July 29 (Bloomberg) -- Treasury 10-year note yields traded at almost the highest level in more than two weeks before reports forecast to show the U.S. economy grew in the second quarter and the unemployment rate dropped in July.
Treasury longer-maturity notes and bonds are heading for a third monthly decline before the Federal Reserve meets this week to discuss whether to taper its $85 billion a month debt- purchase program. Pending sales of previously owned U.S. homes declined in June while a report July 31 may show gross domestic product expanded at a 1 percent annualized rate last quarter.
"Moves will be exacerbated as we get closer toward GDP and the unemployment number," said Michael Franzese, senior vice president of fixed-income trading at ED&F Man Capital Markets in New York. "It’s a slow, quite, illiquid market."
The benchmark 10-year yield rose two basis points, or 0.02 percentage point, to 2.58 percent as of 10:01 a.m. in New York, according to Bloomberg Bond Trader data. The price of the 1.75 percent note due May 2023 was 92 27/32. The yield reached 2.63 percent on July 25, the most since July 10.
U.S government securities due in 10 years and more dropped 1.5 percent in July, according to the Bloomberg U.S. Treasury Bond Index, amid speculation the central bank is moving toward reducing debt purchases. Treasuries have lost investors 2.6 percent this year, according to Bank of America Merrill Lynch indexes.
Ten-year yields will climb to 2.64 percent by year-end, according to a Bloomberg survey with the most recent projections given the heaviest weightings.
The Treasury is scheduled to announce its quarterly funding needs on July 31, and a survey of the 21 primary dealers shows government sales will be cut by $40 billion to $100 billion during the next year.
About two-thirds of those responding, including Goldman Sachs Group Inc. and JPMorgan Chase & Co., see reductions this year, possibly as soon as next month. The U.S. issued $2.153 trillion in 2012.

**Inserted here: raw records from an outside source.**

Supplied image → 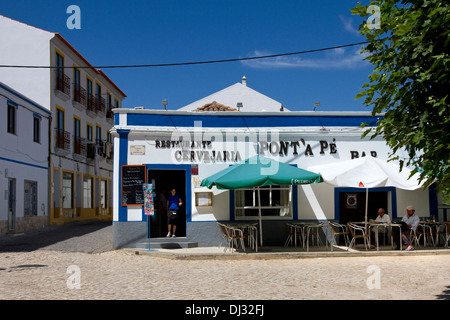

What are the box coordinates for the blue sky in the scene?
[2,0,374,111]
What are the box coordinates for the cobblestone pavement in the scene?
[1,221,450,300]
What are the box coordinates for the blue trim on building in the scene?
[117,129,130,222]
[125,112,382,128]
[334,187,397,221]
[0,156,48,171]
[1,83,50,115]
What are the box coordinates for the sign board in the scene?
[121,165,146,206]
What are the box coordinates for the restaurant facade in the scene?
[111,108,437,249]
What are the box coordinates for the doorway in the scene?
[338,190,388,225]
[8,178,16,231]
[147,169,186,238]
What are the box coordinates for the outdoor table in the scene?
[369,223,402,251]
[226,223,258,252]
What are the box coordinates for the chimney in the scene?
[242,76,247,86]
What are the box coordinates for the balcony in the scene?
[54,71,71,101]
[73,136,87,160]
[86,94,97,118]
[55,128,71,156]
[73,86,86,111]
[96,95,106,115]
[106,109,114,125]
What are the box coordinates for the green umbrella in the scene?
[201,155,323,246]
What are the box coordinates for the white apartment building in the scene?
[0,15,126,226]
[0,82,50,235]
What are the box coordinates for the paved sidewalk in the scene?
[1,221,450,300]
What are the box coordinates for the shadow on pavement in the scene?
[0,220,112,253]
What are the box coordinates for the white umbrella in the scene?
[308,156,425,225]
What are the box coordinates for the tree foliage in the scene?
[352,0,450,194]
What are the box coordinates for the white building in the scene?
[0,15,126,226]
[0,82,50,235]
[179,76,286,112]
[110,80,437,249]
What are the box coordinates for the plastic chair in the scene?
[347,222,370,251]
[328,221,350,247]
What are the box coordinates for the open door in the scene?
[147,169,186,238]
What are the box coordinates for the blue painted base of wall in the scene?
[113,221,147,249]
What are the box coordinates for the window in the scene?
[96,125,101,144]
[235,185,292,218]
[7,104,16,134]
[73,68,81,101]
[87,124,93,141]
[24,180,38,216]
[107,131,112,143]
[62,172,74,209]
[100,180,107,209]
[114,99,119,109]
[96,83,101,104]
[87,78,93,111]
[56,52,64,80]
[73,117,82,154]
[83,176,93,208]
[74,118,80,138]
[107,93,112,112]
[56,108,64,131]
[33,115,41,143]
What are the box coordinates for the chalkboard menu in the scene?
[121,165,146,206]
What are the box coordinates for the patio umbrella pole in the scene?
[365,187,369,229]
[258,187,263,248]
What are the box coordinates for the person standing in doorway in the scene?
[166,188,182,237]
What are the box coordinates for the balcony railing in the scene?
[96,95,106,114]
[73,136,87,157]
[55,71,71,96]
[55,128,71,151]
[106,109,114,121]
[86,94,97,113]
[73,85,87,107]
[86,143,95,159]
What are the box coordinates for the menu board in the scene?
[121,165,146,206]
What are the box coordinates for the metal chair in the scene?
[328,221,350,247]
[445,222,450,248]
[416,223,435,247]
[217,222,246,252]
[347,222,370,251]
[284,223,302,247]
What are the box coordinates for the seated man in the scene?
[392,205,420,251]
[371,208,391,245]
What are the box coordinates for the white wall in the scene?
[0,84,50,225]
[0,15,53,109]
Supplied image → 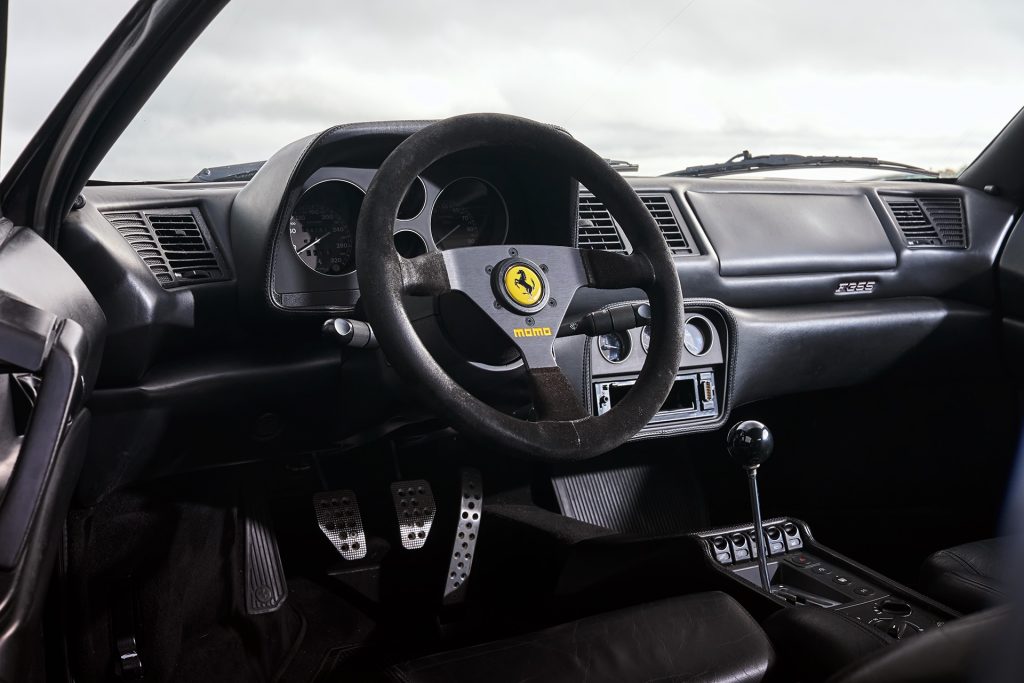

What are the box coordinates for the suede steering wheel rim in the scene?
[356,113,684,460]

The Fed, which has been buying $45 billion of Treasuries and $40 billion of mortgage bonds each month to put downward pressure on borrowing costs, will start trimming purchases in September, according to economists.
The central bank will meet on July 30-31 after keeping its target for overnight lending in a range of zero to 0.25 percent since December 2008. Policy makers said in a June 19 statement that leaving the federal funds rate in that range "will be appropriate at least as long" as unemployment remains above 6.5 percent and the forecast for inflation in one-to-two years doesn’t exceed 2.5 percent.
"Data this week may be mixed, but I don’t think it will put the skids under the U.S. economic recovery," said Peter Chatwell, a fixed-income strategist at Credit Agricole Corporate & Investment Bank in London.
The index of pending home sales dropped 0.4 percent, less than forecast, to 110.9 in June after climbing a month earlier to the highest level since December 2006, figures from the National Association of Realtors showed today in Washington. The median forecast in a Bloomberg survey of 40 economists called for a 1 percent decline.
A report Aug. 2 may show the unemployment rate dropped to 7.5 percent, from 7.6 percent and the U.S. added 185,000 jobs in July, compared with 195,000 the previous month.
Treasury trading volume was $196.1 billion on July 26 at ICAP Plc, the largest inter-dealer broker of U.S. government debt. Volume has averaged $278 billion a day this month, versus $446 billion a day in June.
Volatility as measured by the Merrill Lynch Option Volatility Estimate MOVE Index was 81.64 on July 26. The gauge has fallen from 117.89 on July 5, which was the highest level since December 2010.